Écrite en vers, rarement jouée, Ruy Blas fait partie du panthéon dramaturgique de Victor Hugo. Elle raconte l’histoire d’une vengeance. Dans un royaume espagnol décadent et ruiné après la faste époque des Conquistadors, l’affreux Don Salluste a séduit et abandonné l’une de ses suivantes. La Reine, féministe précoce, le condamne à choisir : le bannissement ou le mariage. Fier, méprisant, avide de pouvoir, Don Salluste refuse de réparer (il n’a fait que « trousser la bonne ») et ourdit des représailles qui s’avéreront sanglantes. Il va jeter la Reine dans les bras de son valet, Ruy Blas, qu’il a préalablement déguisé en noble. Sous le faux nom de Don César, celui-ci gravit les échelons, jusqu’à obtenir un poste de ministre. Et tombe amoureux de la Reine. 

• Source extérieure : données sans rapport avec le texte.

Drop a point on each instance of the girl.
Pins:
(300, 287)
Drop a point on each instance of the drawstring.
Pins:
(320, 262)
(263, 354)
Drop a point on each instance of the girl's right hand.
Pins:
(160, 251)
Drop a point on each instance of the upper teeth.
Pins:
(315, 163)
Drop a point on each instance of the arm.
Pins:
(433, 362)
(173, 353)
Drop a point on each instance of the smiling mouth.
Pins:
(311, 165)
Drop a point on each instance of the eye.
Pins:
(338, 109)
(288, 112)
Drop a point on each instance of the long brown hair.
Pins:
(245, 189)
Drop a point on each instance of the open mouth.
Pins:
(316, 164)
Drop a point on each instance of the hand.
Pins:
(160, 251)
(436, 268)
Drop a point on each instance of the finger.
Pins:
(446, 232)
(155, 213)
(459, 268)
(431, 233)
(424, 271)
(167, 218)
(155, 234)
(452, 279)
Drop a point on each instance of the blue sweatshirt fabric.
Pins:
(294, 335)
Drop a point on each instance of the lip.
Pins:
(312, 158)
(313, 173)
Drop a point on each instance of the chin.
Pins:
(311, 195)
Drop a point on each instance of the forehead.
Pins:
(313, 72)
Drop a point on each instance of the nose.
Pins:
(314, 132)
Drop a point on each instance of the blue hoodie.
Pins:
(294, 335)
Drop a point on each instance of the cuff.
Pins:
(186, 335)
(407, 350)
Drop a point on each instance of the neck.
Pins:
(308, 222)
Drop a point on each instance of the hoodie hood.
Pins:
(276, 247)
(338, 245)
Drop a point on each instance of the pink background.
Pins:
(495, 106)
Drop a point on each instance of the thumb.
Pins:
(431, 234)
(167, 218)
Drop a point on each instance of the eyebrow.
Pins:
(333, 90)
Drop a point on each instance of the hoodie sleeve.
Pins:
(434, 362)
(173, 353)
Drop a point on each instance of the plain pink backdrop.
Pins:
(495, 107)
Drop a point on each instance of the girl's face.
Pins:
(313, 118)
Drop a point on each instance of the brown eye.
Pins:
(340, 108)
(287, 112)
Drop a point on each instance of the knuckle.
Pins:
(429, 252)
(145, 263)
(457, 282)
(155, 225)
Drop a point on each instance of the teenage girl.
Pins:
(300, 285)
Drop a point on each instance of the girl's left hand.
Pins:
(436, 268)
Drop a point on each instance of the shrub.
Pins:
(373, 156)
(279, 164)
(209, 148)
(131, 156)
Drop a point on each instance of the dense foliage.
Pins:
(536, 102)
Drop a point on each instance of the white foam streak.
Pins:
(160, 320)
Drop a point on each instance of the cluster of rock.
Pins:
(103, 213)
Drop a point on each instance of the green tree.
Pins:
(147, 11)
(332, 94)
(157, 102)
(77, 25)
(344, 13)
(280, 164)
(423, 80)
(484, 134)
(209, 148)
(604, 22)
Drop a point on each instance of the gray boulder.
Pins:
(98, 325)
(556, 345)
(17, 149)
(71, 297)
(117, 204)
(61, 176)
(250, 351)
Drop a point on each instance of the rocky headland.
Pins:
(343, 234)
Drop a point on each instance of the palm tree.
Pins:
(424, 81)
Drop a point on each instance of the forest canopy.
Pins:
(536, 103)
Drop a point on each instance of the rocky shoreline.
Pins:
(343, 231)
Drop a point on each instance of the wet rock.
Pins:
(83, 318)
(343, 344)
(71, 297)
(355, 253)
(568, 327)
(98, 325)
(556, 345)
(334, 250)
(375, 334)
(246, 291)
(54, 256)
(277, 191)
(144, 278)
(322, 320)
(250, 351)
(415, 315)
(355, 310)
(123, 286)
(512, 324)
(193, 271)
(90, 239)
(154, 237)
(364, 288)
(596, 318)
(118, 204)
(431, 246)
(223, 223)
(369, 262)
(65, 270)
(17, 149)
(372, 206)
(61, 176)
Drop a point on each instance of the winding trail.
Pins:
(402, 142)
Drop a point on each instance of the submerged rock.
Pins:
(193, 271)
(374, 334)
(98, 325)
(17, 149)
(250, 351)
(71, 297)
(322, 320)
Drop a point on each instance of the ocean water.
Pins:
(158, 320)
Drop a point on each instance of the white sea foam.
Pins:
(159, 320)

La pièce a trouvé cet été une nouvelle jeunesse. La question de la moralisation de la vie publique, revenue avec force homards sur la table, a donné un air d’actualité à une pièce qui contient de belles fulgurances sur la corruption des responsables politiques. La célèbre tirade de Ruy Blas « Bon appétit ! messieurs ! – / Ô ministres intègres ! / Conseillers vertueux ! voilà votre façon / De servir, serviteurs qui pillez la maison ! » s’est trouvée revigorée grâce aux crustacés. 

Mais c’est la mise en scène d’Yves Beaunesne, patron de la Comédie Poitou-Charentes, qui réussit la gageure de rendre palpitants les cinq actes comme le serait une mini-série. Il a supprimé quelques personnages, rajeuni l’histoire d’amour, concentré l’action et coupé dans le texte, contournant au mieux les envolées lyriques d’un Victor Hugo qui s’enflamme en pleine époque romantique. 

La commande musicale à Camille Rocailleux, les masques d’animaux inquiétants et avides de Cécile Kretschmar, les costumes préraphaélites, des comédiens virtuoses, au plaisir communicatif et qui naviguent sans heurt dans tous les autres registres qui composent la pièce : tout concourt à faire de cette pièce une réussite populaire et une joie de spectateur.

Ruy Blas, de Victor Hugo, mise en scène d’Yves Beaunesne,
du mardi 8 au jeudi 10 octobre, Théâtre d’Angoulême, Angoulême (16).
www.theatre-angouleme.org
Du mardi 24 au mercredi 25 mars 2020, TAP, Poitiers (86).